Fedele al libretto ed alle intenzioni musicali, il Così Fan Tutte di Chiara Muti si permette accenti esplicativi da commedia, come ad esempio le due mani di Despina - una fantastica Emmanuelle de Negri - che mimano popolari gesti di simbolica "abbondanza", assicurandosi che i due spasimanti abbiano «una buona borsa», oppure la maschera simile a pulcinella assegnata al finto dottore, ritratto come un mago stregone, buffo più del solito nel voler rinvenire i due dal finto avvelenamento.
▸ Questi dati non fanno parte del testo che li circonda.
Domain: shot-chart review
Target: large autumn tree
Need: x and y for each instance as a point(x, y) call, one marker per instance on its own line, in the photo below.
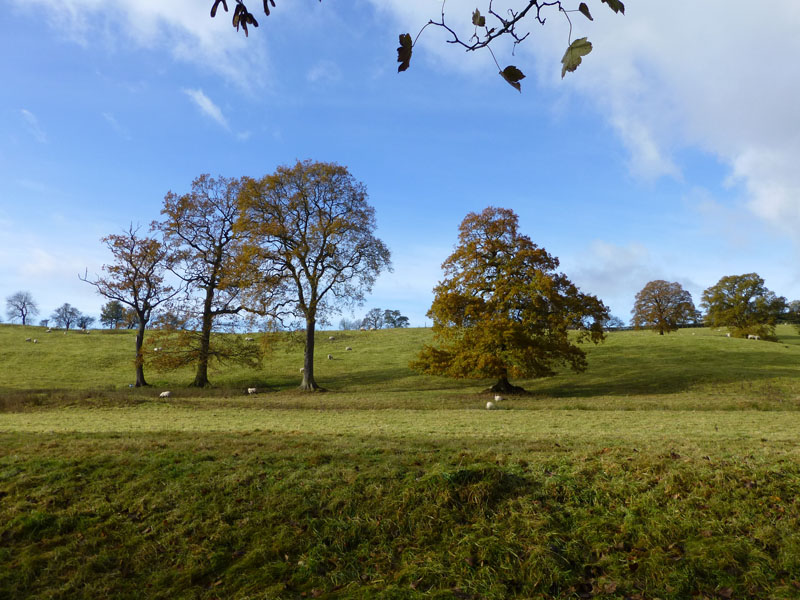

Nell'impianto scenico di Leila Fteita, fisso per i due atti, risulta molto funzionale lo spazio centrale che si trasforma secondo le esigenza, dalla festa in giardino al matrimonio nel finale, e attira su di se ogni azione. Altro, la giostra, e Despina- "cupido" che sopraggiunge in mongolfiera, forse un po' ingombranti per la dinamica dell'azione e poco funzionali perché non partecipi al disincanto. Il giardino, invece, a mo' di labirinto, non è assolutamente d'impaccio, come spesso succede a teatro per confusione di simbolismi. Dettagli, comunque questi, che non indeboliscono lo spettacolo, mentre al contrario la cura dei recitativi integralissimi e con ottimo fortepiano (Luisella Germano) costruiva perfettamente la narrazione. Il teatro poi si presentava pieno, anche alla seconda recita. In buca Riccardo Muti! Già la qualità eccellente della sinfonia prometteva equilibrio e bel suono, il tutto forgiato senza il minimo sforzo, tra pause dotate di forma, cambi repentini di atmosfere e timbri, orchestra mai in sovrasto sulle voci, crescendo e dinamiche nelle singole arie mostravano una fitta cura dei particolari. Nella compagnia, splendida la Bengtsson, voce calda e timbrata, perfetta nelle arie come negli intrecci con Dorabella, un altrettanto buona Paola Gardina, e con il Ferrando leggero e tenoreggiante di Kolgatin, giustamente più concreto e agguerrito l'altro, il Guglielmo di Arduini. Don Alfonso, Marco Filippo Romano, galvanizzante nei terzetti concludeva il fronte maschile di ottima qualità. Sipario quasi a mezzanotte e applausi infiniti per Muti, che ha cesellato Mozart in ogni piccolo gesto musicale contribuendo alla coesione poetica e drammaturgica del suo disincantato mondo sonoro.